Hout Bay’s South African National Civic Organisation chairperson, Clifford Nogwavu, however, denied that the purge was xenophobic. “The locals are just fed up with crime, especially when it involves an innocent child. This was not a case of xenophobia. It is not the same as what happened recently in De Doorns, where all foreign nationals were forced from their homes. Only those who lived close to the home [of the child] were forced out,” Nogwavu said.
When the Mail & Guardian visited Imizamo this week, tourists ambled up steep slopes to browse through the pavement craft stalls set up in the sprawling seaside settlement.
But it seemed that a tsunami had thundered through the next street. Wood was scattered around the plot formerly occupied by the arrested Malawians and hacked couches and chairs were dispersed among the ruins.
The child who was allegedly raped lived next door with her aunt, who looked after her when her 22-year- old unemployed mother went out to look for work.

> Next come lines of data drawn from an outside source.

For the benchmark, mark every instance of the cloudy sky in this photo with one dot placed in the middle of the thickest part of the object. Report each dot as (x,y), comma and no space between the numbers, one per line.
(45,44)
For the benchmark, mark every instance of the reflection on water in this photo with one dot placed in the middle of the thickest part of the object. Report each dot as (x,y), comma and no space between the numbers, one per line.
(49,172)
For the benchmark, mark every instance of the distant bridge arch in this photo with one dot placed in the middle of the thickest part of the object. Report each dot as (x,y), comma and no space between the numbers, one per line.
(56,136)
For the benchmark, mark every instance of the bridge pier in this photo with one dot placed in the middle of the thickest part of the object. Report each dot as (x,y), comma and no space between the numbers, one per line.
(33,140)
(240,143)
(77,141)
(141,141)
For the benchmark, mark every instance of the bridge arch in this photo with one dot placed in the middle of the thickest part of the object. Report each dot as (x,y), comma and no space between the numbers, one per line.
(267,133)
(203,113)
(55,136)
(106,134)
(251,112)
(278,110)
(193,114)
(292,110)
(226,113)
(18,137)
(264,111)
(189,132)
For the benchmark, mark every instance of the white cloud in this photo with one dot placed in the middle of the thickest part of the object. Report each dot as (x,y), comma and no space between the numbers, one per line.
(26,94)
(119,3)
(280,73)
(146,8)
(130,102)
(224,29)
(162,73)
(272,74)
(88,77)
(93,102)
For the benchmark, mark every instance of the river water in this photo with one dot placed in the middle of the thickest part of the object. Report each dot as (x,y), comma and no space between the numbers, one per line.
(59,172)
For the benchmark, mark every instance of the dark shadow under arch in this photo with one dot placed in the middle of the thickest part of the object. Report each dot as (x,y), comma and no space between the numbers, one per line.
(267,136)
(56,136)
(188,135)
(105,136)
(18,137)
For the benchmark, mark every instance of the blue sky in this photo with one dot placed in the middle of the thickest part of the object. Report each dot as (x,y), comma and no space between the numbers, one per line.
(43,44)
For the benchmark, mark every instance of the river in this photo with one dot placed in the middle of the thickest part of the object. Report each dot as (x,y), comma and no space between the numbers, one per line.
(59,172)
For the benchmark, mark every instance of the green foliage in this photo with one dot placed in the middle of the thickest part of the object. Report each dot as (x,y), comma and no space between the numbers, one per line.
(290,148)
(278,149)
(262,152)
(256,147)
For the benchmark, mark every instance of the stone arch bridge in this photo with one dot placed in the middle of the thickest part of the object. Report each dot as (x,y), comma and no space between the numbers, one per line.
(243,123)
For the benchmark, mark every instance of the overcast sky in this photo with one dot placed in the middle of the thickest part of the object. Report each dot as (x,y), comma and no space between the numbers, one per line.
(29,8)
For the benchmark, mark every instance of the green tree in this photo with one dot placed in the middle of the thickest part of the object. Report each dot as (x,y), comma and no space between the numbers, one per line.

“I’m very angry,” said the quietly spoken young mother, who cannot be identified to protect the identity of the child. “I was out looking for work in Sea Point when they say it happened. I still don’t know how this is going to affect my child.”
She said doctors at the hospital gave her daughter antiretroviral drugs to ward off possible infection.
“I just feel so sad. I never thought it would happen in this place, where all the children play in the streets,” she said. “I am going to send my child back home to my family in the Eastern Cape where they can keep her safe.”
Nogwavu said the foreign nationals were starting to return to Imizamo Yethu and a meeting to resolve the tensions was to be held with their leaders at the police station.
Hout Bay station commissioner Dorothy Xesha denied that police in three vans watched as residents tore down and looted the house rented by the Malawian families.
“There were no vans up there,” said Xesha. “It was all over by the time they came to complain to us.”
Xesha confirmed that one of the Malawians will be charged with rape, while charges will be brought against two others alleged to have been present.